Senate Republicans, before adjourning for fall elections, yielded to threats from Sen. Mary Landrieu, D-La., to block a $137 billion corporate tax-break bill if mobilized troops and their civilian bosses didn't get to sip at the same tax-break trough.
An angry Landrieu told Military Update on Oct. 15 that House Republican leaders, in closed-door deliberations with Senate colleagues, had tossed out her Senate-passed amendment to give reservist and National Guard employers up to $2 billion in tax breaks to continue paying some wages to mobilized employees.
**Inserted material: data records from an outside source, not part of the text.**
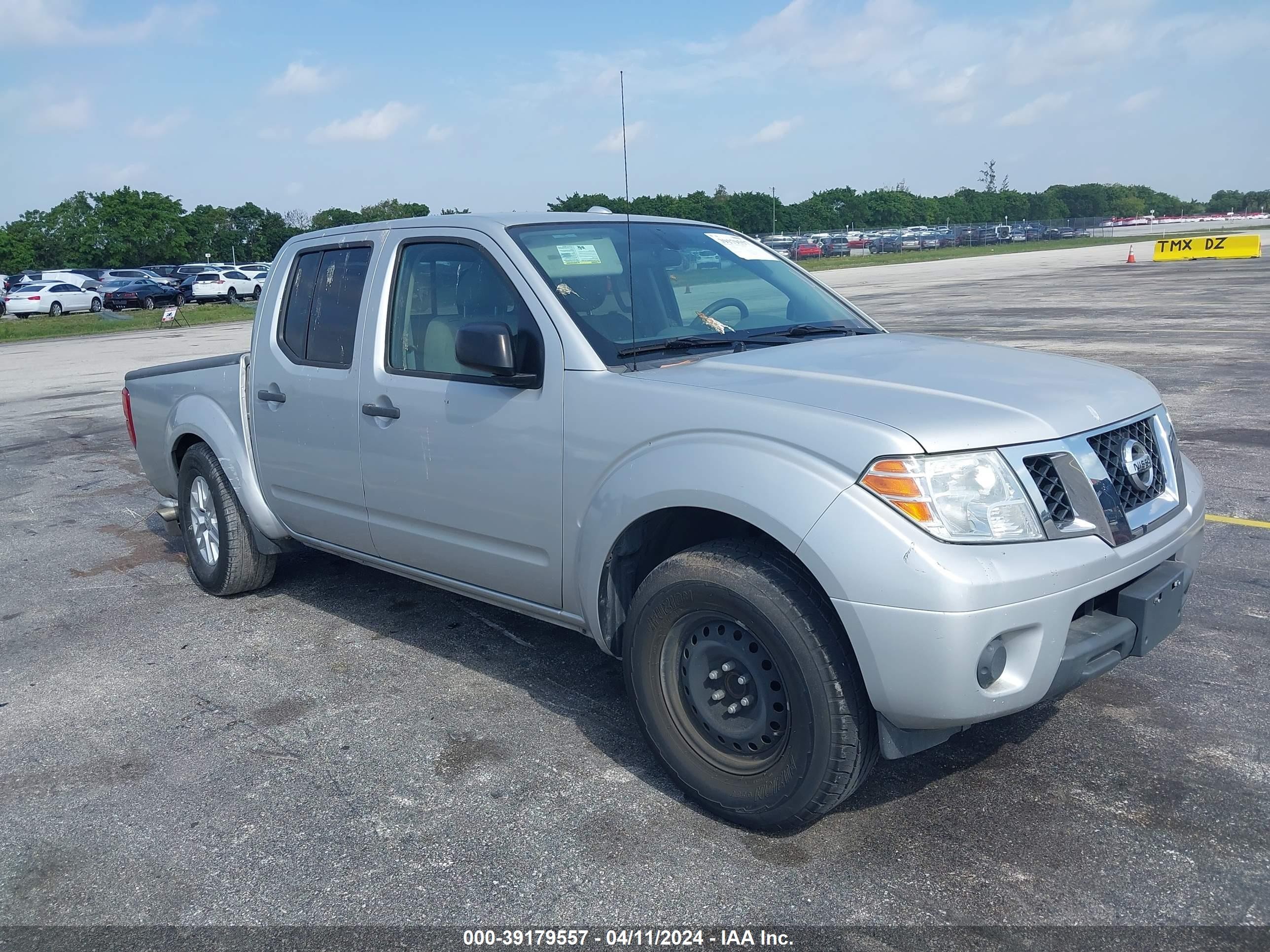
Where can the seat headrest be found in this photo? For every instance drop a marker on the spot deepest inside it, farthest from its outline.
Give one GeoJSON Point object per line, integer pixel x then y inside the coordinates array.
{"type": "Point", "coordinates": [482, 292]}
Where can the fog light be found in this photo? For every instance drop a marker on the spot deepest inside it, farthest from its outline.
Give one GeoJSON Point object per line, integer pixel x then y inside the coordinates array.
{"type": "Point", "coordinates": [992, 663]}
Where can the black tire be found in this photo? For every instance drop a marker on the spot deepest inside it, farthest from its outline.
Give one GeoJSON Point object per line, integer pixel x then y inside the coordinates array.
{"type": "Point", "coordinates": [822, 744]}
{"type": "Point", "coordinates": [238, 565]}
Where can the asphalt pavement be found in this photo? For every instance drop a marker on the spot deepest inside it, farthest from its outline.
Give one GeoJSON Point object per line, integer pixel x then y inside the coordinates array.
{"type": "Point", "coordinates": [347, 747]}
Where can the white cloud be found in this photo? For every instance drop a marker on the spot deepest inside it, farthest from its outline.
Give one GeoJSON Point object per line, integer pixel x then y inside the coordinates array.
{"type": "Point", "coordinates": [158, 127]}
{"type": "Point", "coordinates": [1139, 100]}
{"type": "Point", "coordinates": [65, 23]}
{"type": "Point", "coordinates": [953, 89]}
{"type": "Point", "coordinates": [612, 142]}
{"type": "Point", "coordinates": [370, 126]}
{"type": "Point", "coordinates": [774, 131]}
{"type": "Point", "coordinates": [955, 116]}
{"type": "Point", "coordinates": [299, 80]}
{"type": "Point", "coordinates": [1039, 107]}
{"type": "Point", "coordinates": [118, 175]}
{"type": "Point", "coordinates": [65, 115]}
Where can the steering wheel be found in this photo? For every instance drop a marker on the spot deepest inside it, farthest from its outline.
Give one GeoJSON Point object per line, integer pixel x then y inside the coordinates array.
{"type": "Point", "coordinates": [709, 310]}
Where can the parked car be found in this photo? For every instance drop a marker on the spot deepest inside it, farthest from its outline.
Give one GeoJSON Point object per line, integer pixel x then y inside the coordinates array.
{"type": "Point", "coordinates": [136, 273]}
{"type": "Point", "coordinates": [140, 292]}
{"type": "Point", "coordinates": [780, 244]}
{"type": "Point", "coordinates": [187, 289]}
{"type": "Point", "coordinates": [836, 245]}
{"type": "Point", "coordinates": [1000, 527]}
{"type": "Point", "coordinates": [802, 249]}
{"type": "Point", "coordinates": [225, 286]}
{"type": "Point", "coordinates": [52, 299]}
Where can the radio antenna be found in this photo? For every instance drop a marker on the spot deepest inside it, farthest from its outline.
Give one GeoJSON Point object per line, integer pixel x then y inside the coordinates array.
{"type": "Point", "coordinates": [627, 184]}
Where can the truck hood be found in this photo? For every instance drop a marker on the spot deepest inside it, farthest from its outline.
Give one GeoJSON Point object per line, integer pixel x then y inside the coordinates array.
{"type": "Point", "coordinates": [945, 394]}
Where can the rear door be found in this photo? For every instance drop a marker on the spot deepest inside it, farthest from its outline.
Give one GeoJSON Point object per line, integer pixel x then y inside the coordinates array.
{"type": "Point", "coordinates": [304, 391]}
{"type": "Point", "coordinates": [462, 479]}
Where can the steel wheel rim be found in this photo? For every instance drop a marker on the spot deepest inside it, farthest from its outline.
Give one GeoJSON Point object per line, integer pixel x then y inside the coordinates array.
{"type": "Point", "coordinates": [204, 525]}
{"type": "Point", "coordinates": [743, 732]}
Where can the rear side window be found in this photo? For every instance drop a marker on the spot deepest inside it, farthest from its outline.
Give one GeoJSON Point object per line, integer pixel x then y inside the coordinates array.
{"type": "Point", "coordinates": [324, 295]}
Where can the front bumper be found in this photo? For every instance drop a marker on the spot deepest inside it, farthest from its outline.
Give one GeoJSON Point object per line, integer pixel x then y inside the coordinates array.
{"type": "Point", "coordinates": [920, 612]}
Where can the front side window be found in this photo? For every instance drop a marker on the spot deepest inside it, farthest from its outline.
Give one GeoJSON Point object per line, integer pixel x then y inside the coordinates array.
{"type": "Point", "coordinates": [324, 296]}
{"type": "Point", "coordinates": [643, 285]}
{"type": "Point", "coordinates": [439, 287]}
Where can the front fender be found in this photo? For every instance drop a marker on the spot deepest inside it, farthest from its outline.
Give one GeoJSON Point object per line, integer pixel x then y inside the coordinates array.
{"type": "Point", "coordinates": [197, 414]}
{"type": "Point", "coordinates": [775, 486]}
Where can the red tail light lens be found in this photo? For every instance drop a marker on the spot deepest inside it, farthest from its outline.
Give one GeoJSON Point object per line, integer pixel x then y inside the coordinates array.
{"type": "Point", "coordinates": [127, 417]}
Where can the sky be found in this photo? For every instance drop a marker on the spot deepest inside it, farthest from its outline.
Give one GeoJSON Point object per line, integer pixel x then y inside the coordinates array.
{"type": "Point", "coordinates": [506, 104]}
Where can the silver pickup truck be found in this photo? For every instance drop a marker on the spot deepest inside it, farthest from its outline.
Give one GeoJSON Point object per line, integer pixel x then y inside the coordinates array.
{"type": "Point", "coordinates": [810, 541]}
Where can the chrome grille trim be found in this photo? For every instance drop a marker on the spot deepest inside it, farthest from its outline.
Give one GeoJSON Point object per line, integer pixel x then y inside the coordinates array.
{"type": "Point", "coordinates": [1094, 495]}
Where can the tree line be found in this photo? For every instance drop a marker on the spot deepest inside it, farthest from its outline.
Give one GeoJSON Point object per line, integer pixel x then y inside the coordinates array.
{"type": "Point", "coordinates": [840, 208]}
{"type": "Point", "coordinates": [130, 229]}
{"type": "Point", "coordinates": [127, 228]}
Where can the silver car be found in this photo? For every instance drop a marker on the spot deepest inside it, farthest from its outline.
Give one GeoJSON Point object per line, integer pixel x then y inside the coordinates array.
{"type": "Point", "coordinates": [811, 543]}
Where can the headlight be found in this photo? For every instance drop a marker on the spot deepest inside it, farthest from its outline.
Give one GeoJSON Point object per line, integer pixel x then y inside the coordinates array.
{"type": "Point", "coordinates": [957, 497]}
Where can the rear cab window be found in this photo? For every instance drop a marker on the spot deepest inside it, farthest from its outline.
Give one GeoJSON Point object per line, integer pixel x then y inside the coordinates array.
{"type": "Point", "coordinates": [323, 298]}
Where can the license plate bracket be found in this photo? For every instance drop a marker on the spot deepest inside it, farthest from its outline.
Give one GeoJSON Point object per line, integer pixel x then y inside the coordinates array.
{"type": "Point", "coordinates": [1154, 603]}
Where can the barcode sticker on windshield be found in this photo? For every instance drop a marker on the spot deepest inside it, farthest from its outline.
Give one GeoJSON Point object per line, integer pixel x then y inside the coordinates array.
{"type": "Point", "coordinates": [578, 254]}
{"type": "Point", "coordinates": [742, 248]}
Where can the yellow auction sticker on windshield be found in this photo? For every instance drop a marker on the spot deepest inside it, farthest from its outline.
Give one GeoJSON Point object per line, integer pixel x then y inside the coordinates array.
{"type": "Point", "coordinates": [578, 254]}
{"type": "Point", "coordinates": [742, 248]}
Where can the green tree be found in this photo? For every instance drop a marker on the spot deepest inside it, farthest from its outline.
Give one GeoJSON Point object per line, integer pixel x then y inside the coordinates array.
{"type": "Point", "coordinates": [334, 219]}
{"type": "Point", "coordinates": [391, 208]}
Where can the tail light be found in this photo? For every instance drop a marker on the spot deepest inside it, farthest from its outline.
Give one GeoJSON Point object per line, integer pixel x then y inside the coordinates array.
{"type": "Point", "coordinates": [127, 417]}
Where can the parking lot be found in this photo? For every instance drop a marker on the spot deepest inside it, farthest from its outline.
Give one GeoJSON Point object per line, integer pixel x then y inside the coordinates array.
{"type": "Point", "coordinates": [349, 747]}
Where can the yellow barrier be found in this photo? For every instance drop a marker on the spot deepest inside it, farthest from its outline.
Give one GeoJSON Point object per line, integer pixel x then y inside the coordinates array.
{"type": "Point", "coordinates": [1207, 247]}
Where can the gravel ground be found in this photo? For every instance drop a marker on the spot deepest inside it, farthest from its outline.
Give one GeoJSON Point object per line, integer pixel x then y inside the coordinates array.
{"type": "Point", "coordinates": [347, 747]}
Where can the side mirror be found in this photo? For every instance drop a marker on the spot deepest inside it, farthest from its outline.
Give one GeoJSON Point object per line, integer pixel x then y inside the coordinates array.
{"type": "Point", "coordinates": [488, 347]}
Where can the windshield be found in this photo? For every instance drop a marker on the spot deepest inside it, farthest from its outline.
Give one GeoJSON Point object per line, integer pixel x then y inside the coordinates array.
{"type": "Point", "coordinates": [653, 289]}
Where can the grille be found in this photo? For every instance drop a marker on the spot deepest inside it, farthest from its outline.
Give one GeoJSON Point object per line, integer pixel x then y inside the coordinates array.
{"type": "Point", "coordinates": [1108, 448]}
{"type": "Point", "coordinates": [1052, 492]}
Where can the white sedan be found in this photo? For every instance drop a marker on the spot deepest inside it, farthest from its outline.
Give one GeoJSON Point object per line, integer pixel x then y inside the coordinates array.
{"type": "Point", "coordinates": [52, 300]}
{"type": "Point", "coordinates": [229, 286]}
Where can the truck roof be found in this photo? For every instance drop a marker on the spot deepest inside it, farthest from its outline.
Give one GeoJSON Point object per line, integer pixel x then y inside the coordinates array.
{"type": "Point", "coordinates": [484, 221]}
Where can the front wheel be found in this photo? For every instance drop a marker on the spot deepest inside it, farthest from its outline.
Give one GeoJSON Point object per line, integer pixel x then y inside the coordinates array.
{"type": "Point", "coordinates": [746, 688]}
{"type": "Point", "coordinates": [219, 546]}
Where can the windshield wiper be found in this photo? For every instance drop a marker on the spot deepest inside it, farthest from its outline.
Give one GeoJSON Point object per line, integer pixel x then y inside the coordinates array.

The idea was to entice more employers to make up any difference between temporary military compensation and pre-mobilization civilian pay.
"We thought that at the top of the list of people deserving help would be the Guard and Reserve on the front lines taking the bullets," she said.
Landrieu said 41 percent of reserve component members deploying to Iraq and Afghanistan "take a pay cut." Many employers "do the patriotic thing" and make up the difference "so if the guy was making $50,000 when he left the states, and he's making $30,000 on the front line, some of them are sending them paychecks for $20,000 to keep his family whole."
Small businesses "doing the right thing" deserve tax credits more than most businesses, so her initiative should have survived House scrutiny, she said.
Landrieu vowed to "do everything in my power to slow this process down if not disrupt it entirely."
Senate leaders apparently took her threat seriously. Soon, they had worked out a deal with Landrieu.
By voice vote, senators attached a modified Landrieu initiative to the House-passed Guardsmen and Reservists Financial Relief Act (HR 1779). Introduced by Rep. Bob Beauprez, R-Colo., the relief act would allow activated service members to make penalty-free withdrawals from individual retirement accounts if mobilized six months or more.
It would apply to anyone activated since Sept. 11, 2001, or before Sept. 12, 2005. Those who made withdrawals without tax penalty also would have two years after leaving active duty to reimburse their retirement plans.
Landrieu broadened Beauprez's bill by providing small businesses with a 50 percent tax credit on any pay still provided to activated employees. Total tax credits per employee would be capped at $15,000 (or $30,000 in wages). Small businesses also would receive up to another $6,000 in tax credits per temporary employee hired to fill in for activated employees.
The employer tax credits would expire in two years. Also, they would become available only when mobilizations last longer than six months.